Brain It On – Physics Puzzles. Zielgruppen: Eltern, Ganze Familie, Grundschulkinder, Pädagogische Fachkräfte/ Lehrkräfte, SekundarstufeSchüler. Thinkrolls 2 - Logic and Physics Puzzles for Kids: i-logik.com: Appstore for Android. Physics 2 dots game; - Brain it on the truck, matrix line puzzle, and wood truck physics; - Dozens of brain physics puzzles for free, with more being added all the.

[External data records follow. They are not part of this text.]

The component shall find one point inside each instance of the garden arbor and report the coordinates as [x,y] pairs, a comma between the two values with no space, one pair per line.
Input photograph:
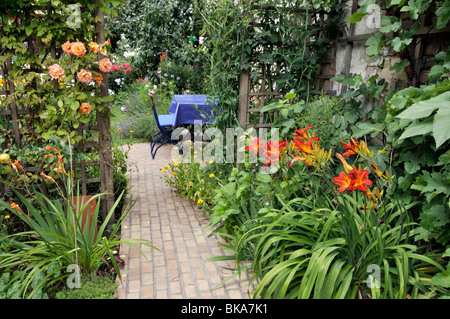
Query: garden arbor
[67,111]
[296,48]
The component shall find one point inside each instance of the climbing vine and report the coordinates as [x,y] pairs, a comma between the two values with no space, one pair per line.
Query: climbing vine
[275,43]
[396,32]
[55,66]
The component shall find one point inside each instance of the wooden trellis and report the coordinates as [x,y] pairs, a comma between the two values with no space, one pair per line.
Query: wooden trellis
[15,116]
[267,81]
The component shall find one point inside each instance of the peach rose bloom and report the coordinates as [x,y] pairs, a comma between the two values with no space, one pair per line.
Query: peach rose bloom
[78,49]
[85,108]
[55,71]
[67,47]
[94,46]
[98,78]
[105,65]
[84,76]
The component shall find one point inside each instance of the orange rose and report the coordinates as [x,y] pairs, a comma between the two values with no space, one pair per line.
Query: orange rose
[94,46]
[105,65]
[78,49]
[55,71]
[98,78]
[67,47]
[84,76]
[85,108]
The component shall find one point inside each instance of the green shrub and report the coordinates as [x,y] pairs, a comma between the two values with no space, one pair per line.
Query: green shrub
[96,287]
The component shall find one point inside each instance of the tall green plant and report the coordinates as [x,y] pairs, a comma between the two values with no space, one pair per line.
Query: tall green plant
[60,237]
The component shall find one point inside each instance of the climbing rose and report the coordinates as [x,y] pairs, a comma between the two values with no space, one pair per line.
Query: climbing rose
[105,65]
[85,108]
[94,46]
[84,76]
[67,47]
[55,71]
[98,78]
[78,49]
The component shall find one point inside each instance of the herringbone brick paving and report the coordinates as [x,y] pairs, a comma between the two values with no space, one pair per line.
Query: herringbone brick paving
[177,227]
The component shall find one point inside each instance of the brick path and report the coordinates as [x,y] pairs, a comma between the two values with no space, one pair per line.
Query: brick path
[176,226]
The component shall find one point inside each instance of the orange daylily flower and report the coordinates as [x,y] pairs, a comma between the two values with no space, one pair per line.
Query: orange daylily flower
[351,147]
[347,166]
[304,147]
[47,177]
[356,179]
[342,180]
[51,148]
[303,133]
[359,180]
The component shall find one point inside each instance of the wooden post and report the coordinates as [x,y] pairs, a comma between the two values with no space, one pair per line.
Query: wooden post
[104,137]
[244,88]
[349,48]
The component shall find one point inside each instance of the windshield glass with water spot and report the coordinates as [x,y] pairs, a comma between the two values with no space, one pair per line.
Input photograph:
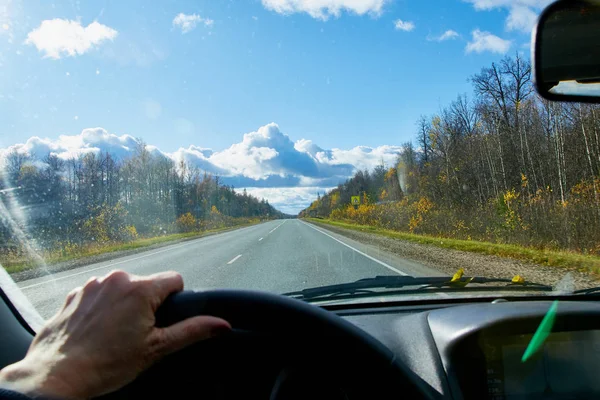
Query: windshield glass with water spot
[284,145]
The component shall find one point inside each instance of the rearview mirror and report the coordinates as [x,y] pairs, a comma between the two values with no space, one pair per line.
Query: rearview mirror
[567,51]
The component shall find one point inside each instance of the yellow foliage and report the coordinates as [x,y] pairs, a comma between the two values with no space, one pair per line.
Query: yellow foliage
[392,173]
[186,222]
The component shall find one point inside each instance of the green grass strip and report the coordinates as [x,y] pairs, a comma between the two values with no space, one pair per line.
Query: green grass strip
[53,257]
[553,258]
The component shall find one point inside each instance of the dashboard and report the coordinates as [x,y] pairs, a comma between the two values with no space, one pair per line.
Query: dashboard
[475,351]
[451,349]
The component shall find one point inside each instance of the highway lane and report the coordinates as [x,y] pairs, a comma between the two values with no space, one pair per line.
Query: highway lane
[277,256]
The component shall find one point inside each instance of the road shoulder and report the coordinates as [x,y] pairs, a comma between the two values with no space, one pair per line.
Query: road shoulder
[448,261]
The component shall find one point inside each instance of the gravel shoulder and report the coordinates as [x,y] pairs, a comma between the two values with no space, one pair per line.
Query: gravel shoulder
[449,260]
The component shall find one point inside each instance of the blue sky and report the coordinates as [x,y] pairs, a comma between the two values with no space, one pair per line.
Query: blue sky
[338,73]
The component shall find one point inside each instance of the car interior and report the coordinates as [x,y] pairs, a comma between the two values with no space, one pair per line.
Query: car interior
[459,348]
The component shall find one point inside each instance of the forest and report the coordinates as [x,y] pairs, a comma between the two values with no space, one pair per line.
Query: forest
[95,199]
[502,165]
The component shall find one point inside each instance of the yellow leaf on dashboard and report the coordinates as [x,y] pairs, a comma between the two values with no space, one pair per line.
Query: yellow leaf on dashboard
[458,275]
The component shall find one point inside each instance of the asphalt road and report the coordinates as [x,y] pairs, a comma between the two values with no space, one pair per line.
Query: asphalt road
[277,256]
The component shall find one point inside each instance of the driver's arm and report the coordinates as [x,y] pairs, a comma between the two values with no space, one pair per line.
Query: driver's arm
[103,338]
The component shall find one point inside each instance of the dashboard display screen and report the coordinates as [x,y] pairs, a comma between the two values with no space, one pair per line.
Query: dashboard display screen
[566,367]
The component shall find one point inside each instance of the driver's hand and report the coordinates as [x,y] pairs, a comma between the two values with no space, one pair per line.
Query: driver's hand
[104,337]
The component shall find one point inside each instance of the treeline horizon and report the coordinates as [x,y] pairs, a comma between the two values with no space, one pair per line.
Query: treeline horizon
[504,166]
[96,198]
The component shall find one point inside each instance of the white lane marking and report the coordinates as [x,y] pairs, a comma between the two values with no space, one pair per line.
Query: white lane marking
[358,251]
[54,279]
[234,259]
[273,230]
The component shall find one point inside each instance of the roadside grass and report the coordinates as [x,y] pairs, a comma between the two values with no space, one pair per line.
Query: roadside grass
[13,264]
[563,259]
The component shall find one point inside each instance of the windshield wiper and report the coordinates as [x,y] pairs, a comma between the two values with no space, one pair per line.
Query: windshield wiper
[377,285]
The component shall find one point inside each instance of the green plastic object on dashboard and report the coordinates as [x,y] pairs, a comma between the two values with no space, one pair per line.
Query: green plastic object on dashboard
[542,333]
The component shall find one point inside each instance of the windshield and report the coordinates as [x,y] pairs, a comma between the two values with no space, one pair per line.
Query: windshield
[283,145]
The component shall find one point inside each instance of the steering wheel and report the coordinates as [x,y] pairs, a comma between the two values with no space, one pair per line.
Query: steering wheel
[324,340]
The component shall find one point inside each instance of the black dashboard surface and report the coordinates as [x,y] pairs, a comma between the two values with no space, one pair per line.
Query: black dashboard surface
[443,346]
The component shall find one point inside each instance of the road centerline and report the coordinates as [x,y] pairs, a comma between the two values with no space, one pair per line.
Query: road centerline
[273,230]
[356,250]
[234,259]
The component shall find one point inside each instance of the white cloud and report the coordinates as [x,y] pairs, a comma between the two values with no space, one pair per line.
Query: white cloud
[323,9]
[187,23]
[288,200]
[57,37]
[521,19]
[448,35]
[485,41]
[267,160]
[406,26]
[522,14]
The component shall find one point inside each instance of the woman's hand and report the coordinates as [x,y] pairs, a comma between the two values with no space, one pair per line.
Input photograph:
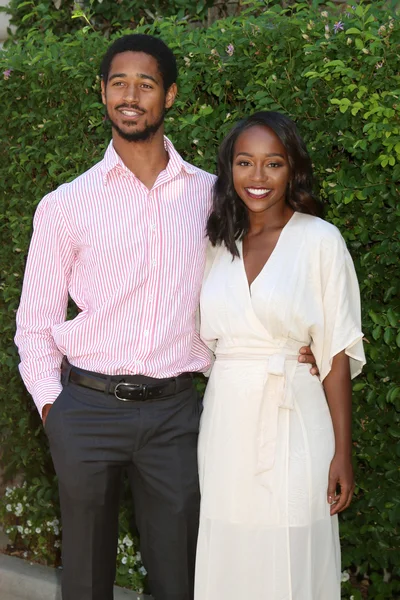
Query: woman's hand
[340,475]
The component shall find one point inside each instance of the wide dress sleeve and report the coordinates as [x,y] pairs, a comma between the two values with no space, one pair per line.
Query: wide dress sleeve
[339,327]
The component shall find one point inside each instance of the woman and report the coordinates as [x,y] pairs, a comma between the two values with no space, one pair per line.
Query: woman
[275,442]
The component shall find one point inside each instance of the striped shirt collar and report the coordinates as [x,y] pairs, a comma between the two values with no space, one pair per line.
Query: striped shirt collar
[112,161]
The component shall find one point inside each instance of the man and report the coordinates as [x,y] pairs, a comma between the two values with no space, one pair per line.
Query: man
[125,241]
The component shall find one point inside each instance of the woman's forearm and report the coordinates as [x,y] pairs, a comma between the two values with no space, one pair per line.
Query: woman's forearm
[337,386]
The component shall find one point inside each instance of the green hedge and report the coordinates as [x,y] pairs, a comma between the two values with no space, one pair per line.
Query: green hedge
[340,82]
[64,16]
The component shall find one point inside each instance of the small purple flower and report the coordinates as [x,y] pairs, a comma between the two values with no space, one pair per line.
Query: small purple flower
[338,26]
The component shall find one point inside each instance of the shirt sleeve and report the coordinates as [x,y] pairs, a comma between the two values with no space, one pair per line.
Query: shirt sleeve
[44,302]
[340,325]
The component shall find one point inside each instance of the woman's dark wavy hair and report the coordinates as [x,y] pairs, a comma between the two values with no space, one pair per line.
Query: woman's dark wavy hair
[229,220]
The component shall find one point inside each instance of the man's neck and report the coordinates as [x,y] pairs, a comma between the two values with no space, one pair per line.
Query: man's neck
[146,159]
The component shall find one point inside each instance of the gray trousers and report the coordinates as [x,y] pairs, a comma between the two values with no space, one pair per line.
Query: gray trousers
[93,438]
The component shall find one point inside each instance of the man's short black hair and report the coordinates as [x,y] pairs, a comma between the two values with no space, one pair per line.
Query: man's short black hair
[139,42]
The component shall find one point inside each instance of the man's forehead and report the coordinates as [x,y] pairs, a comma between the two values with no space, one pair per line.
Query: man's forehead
[139,61]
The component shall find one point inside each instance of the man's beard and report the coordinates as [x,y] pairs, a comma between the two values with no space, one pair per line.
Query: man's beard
[139,136]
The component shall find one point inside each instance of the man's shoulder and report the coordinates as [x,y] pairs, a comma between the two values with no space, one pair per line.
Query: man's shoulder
[204,175]
[80,185]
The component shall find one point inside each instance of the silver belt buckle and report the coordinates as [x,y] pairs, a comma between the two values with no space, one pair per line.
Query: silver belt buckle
[134,385]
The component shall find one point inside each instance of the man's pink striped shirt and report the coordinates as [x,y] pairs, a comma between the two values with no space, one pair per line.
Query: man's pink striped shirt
[132,260]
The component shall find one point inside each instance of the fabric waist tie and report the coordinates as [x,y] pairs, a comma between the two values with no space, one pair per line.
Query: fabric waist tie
[277,394]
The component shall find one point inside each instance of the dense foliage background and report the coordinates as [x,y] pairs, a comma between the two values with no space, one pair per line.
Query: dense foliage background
[337,75]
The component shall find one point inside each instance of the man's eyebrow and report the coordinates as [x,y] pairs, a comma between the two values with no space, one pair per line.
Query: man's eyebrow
[141,75]
[266,155]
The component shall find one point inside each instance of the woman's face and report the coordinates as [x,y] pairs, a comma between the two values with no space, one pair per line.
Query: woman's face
[260,169]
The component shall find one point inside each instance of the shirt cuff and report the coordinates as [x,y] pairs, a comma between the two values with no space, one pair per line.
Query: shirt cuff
[46,391]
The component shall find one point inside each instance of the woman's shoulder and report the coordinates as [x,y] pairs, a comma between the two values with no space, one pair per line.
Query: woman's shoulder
[319,229]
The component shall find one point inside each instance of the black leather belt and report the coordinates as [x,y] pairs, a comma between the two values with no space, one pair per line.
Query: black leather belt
[128,388]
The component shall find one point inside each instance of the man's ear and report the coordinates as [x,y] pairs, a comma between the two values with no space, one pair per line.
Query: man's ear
[103,92]
[171,95]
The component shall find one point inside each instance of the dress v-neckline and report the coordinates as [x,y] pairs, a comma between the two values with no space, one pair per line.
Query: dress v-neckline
[240,245]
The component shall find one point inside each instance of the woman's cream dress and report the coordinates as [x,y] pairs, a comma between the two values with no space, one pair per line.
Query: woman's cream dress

Brain It On - Physics PuzzlesBrain It On – Physics Puzzles. Zielgruppen: Eltern, Ganze Familie, Grundschulkinder, Pädagogische Fachkräfte/ Lehrkräfte, SekundarstufeSchüler. - Physics Puzzles ; Brain it: Physics Puzzle ; Physics Drop ; Where's My Water ; Flow Free ; Inside Out Thought Bubbles and Roll the Ball!! Just. Logic puzzles - physics. this logic game have a lot of riddles. in each of the game levels the ball,the vortex and obstacles are located in different place. you need.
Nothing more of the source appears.